The CSIRO team brought a working reference to the discussion. Australia's National Water Accounts are produced annually for each water year (July to June) by hydrological unit. The reports cover inflows, outflows, and changes in storage; they capture water-access entitlements, water-management plans, and the relationships among allocation, extraction, trading, and environmental water. The Murray-Darling Basin Plan 2012 set long-term sustainable diversion limits for twenty-nine surface water units and eighty groundwater units — limits that took years of contested public consultation to settle but are now an operational reality.
None of this is being imported wholesale. The Australian system was built for a national geography, a legal regime, and a political economy that are not Indonesia's, and the workshop did not pretend otherwise. The Australian reference functions as a comparator — a well-documented account of what an integrated framework can look like at scale — against which Indonesia's needs can be calibrated. The project's task is the opposite of imitation. It is contextualisation.

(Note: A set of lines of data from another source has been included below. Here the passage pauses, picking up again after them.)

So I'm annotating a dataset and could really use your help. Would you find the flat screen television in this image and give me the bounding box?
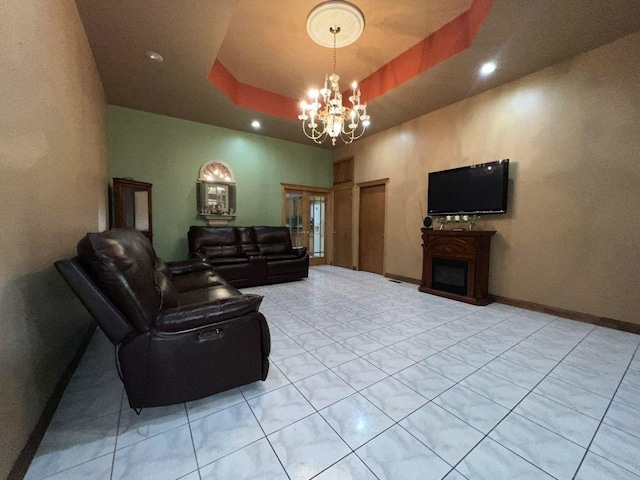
[427,159,509,215]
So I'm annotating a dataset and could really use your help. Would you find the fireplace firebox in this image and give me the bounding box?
[419,228,496,305]
[431,257,469,295]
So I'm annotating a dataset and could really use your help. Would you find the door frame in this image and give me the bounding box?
[331,182,359,270]
[280,183,333,265]
[352,177,389,276]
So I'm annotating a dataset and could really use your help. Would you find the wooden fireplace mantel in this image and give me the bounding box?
[419,228,496,305]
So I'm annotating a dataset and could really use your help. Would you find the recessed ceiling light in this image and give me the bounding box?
[480,62,498,76]
[145,52,164,63]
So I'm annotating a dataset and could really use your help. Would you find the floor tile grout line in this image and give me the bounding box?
[182,402,202,479]
[444,326,638,478]
[573,345,640,478]
[109,385,126,480]
[238,389,291,479]
[420,317,600,477]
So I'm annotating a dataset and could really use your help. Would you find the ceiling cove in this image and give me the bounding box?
[208,0,494,120]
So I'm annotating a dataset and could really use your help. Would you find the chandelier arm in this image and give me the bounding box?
[302,121,327,143]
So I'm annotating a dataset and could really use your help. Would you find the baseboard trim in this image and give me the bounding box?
[384,273,421,285]
[7,322,96,480]
[489,295,640,334]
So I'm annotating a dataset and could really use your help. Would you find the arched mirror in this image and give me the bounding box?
[197,161,236,226]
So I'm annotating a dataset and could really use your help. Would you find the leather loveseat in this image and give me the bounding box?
[187,226,309,287]
[55,229,270,408]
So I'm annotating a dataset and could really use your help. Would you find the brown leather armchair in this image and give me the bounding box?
[55,229,271,408]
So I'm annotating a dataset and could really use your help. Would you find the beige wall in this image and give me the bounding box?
[0,0,108,478]
[334,33,640,324]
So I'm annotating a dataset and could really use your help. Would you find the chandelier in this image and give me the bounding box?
[298,0,370,145]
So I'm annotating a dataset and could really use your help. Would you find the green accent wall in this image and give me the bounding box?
[107,106,332,261]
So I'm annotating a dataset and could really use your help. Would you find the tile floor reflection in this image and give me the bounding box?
[26,266,640,480]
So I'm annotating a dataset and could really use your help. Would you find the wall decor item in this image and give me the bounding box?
[196,160,236,227]
[436,215,480,230]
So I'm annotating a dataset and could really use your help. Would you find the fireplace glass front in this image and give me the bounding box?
[431,257,469,295]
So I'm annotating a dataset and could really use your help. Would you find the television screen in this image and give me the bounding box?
[428,159,509,215]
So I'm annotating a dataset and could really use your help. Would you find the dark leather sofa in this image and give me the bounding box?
[55,229,271,408]
[187,226,309,287]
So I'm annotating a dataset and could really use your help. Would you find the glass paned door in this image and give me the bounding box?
[307,195,326,259]
[283,188,327,265]
[284,191,306,247]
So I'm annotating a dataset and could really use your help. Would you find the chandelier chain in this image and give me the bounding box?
[333,30,338,73]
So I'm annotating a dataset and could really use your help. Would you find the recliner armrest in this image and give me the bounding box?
[154,294,262,332]
[292,247,307,258]
[167,258,211,275]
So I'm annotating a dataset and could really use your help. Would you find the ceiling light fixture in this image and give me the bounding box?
[298,0,370,145]
[480,62,497,77]
[145,52,164,63]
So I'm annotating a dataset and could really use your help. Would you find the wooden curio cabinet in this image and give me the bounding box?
[111,178,153,242]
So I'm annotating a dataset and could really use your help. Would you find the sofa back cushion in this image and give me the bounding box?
[253,227,292,255]
[78,229,160,331]
[154,257,178,310]
[236,227,258,253]
[188,226,238,258]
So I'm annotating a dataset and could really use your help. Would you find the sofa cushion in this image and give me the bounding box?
[154,294,262,332]
[173,269,225,295]
[236,227,258,253]
[188,227,238,258]
[77,229,161,331]
[265,253,299,262]
[178,285,242,305]
[253,227,292,255]
[154,270,178,310]
[209,257,249,268]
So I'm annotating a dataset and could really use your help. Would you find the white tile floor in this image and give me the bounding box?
[26,267,640,480]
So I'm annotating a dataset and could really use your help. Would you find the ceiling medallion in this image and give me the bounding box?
[298,0,370,145]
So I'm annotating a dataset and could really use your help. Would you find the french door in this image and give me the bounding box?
[282,185,329,265]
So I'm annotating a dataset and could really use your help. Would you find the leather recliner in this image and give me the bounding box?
[55,229,271,408]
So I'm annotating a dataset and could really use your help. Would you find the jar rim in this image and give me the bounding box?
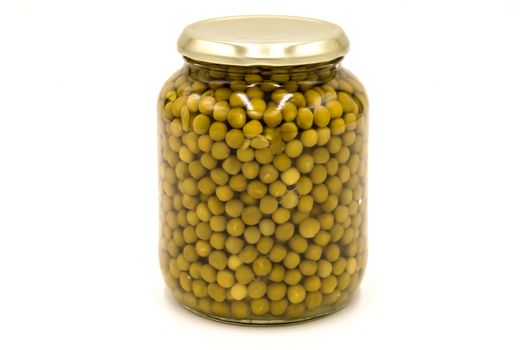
[177,15,349,66]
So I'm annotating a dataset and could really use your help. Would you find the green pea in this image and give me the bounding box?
[330,118,345,135]
[241,162,260,180]
[217,270,235,288]
[301,129,318,147]
[208,283,226,302]
[314,106,331,127]
[280,122,298,142]
[252,257,272,276]
[226,129,245,149]
[212,101,230,122]
[208,250,227,270]
[229,91,249,108]
[299,218,320,238]
[268,180,287,198]
[236,148,254,162]
[263,105,282,127]
[243,226,261,244]
[227,108,247,129]
[235,265,254,285]
[267,283,287,301]
[303,275,321,292]
[256,237,274,255]
[243,120,263,138]
[281,168,300,186]
[209,122,227,141]
[259,220,276,236]
[239,245,258,264]
[272,208,290,225]
[247,180,267,199]
[211,142,230,160]
[275,222,294,241]
[186,94,201,113]
[281,102,298,122]
[305,291,323,310]
[241,206,262,225]
[198,96,216,115]
[216,185,234,202]
[259,164,279,184]
[250,298,270,315]
[248,281,267,299]
[296,108,314,129]
[247,98,267,119]
[285,140,303,158]
[270,299,288,316]
[305,89,321,107]
[230,283,248,300]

What contextualisation looks like, in practice, became clearer over the course of the workshop. The Indonesian water-accounting framework will need to integrate surface water, groundwater, and rainwater. It will need to make explicit the role of each agency that owns part of the data. It will need to handle variation across institutional jurisdictions — central, provincial, regency — and across planning cycles that do not align. It will need to account for unrecorded abstraction, particularly by small and medium industries operating without formal SIPA permits. And it will need to use the language of Indonesian policy: the National Water Security Index (IKAN), the Water Quality Index (IKA), the Five SDA Pillars under Law 17/2019, the Food–Energy–Water Nexus.
The connecting bridge between water balance and water accounting is the existing monitoring infrastructure. The Yogyakarta-Sleman groundwater basin already operates approximately fifty-four monitoring wells, mostly for water-table measurement, with samples taken for water-quality assessment. Most wells remain in good condition. Linking that network to the new framework — rather than designing a parallel system — is one of the project's most concrete technical commitments. The point is not to discard the work that basin agencies have been doing. It is to extend it.
One more methodological note from the workshop is worth preserving. The breakout groups in the Vision-Challenges-Opportunities session named data fragmentation as the top barrier across all six tables. They also named, as one of the top quick-win opportunities, an open-data dashboard pilot for Serayu-Opak as a test-bed for the wider Indonesian rollout. The methodological work is therefore inseparable from the data-governance work covered in an earlier post in this series. A water-accounting framework that runs on data nobody else can see is not really a water-accounting framework. It is a model.